12

I need to call a function and perform a cleanup only if the function fails, and then relaunch the error. Here is the pseudo-code:

(condition-case err
    (call-function)
  (error
   (cleanup)
   ;; how do I raise `err`?
   ))

2 Answers 2

12

BTW, an alternative option can be something like:

(let ((error t))
  (unwind-protect
      (prog1 (call-function)
        (setq error nil))
    (when error (cleanup))))

The advantage is that you avoid catching&rethrowing the error, which means for example that the debugger will show you the right backtrace (the one that corresponds to the actual source of the error, rather than the one that corresponds to you re-throwing someone else's error).
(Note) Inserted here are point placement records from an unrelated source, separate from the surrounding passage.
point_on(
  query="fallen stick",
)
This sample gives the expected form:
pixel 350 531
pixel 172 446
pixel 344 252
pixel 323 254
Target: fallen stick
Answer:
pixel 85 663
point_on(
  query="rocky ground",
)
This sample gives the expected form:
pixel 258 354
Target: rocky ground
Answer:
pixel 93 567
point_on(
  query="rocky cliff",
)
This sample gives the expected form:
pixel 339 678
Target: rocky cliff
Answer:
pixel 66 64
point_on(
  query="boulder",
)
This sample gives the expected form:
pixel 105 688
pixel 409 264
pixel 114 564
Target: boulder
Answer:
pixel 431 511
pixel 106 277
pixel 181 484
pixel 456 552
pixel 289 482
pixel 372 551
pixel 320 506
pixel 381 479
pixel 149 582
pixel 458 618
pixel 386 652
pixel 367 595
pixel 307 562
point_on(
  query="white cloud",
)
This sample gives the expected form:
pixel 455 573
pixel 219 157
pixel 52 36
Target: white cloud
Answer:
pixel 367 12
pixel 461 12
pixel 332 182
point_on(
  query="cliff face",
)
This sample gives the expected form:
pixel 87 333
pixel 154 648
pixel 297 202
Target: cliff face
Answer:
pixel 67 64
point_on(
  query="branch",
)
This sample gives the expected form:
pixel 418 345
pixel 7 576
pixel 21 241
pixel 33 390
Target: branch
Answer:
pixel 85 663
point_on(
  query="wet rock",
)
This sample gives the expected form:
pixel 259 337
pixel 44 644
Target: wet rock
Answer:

Another differences is that cleanup will be called not only upon error but also if the code is interrupted by a C-g or a call to throw.

3
  • 1
    Thanks. Why wouldn't condition-case catch keyboard-quit?
    – Eleno
    Commented Jul 8, 2015 at 7:02
  • 3
    Because it's not an error (i.e. its signal, quit, does not have error among its parents). IOW you van also catch it with condition-case but for that you need to put quit along with error. Of course, that still won't handle the `throw' case.
    – Stefan
    Commented Jul 8, 2015 at 13:41
  • +1 For many common cases, unwind-protect is a neater alternative to fine-grained exception handling with condition-case.
    – mindthief
    Commented Nov 23, 2020 at 3:02
17

You're looking for signal:

(condition-case err
    (call-function)
  (error
   (cleanup)
   (signal (car err) (cdr err)))) ; reraise `err'
2
  • I had considered signal, but its prototype is (signal ERROR-SYMBOL DATA), not (signal ERROR).
    – Eleno
    Commented Jul 4, 2015 at 15:40
  • @Elena: right sorry, you have pull it apart with car and cdr. Answer updated.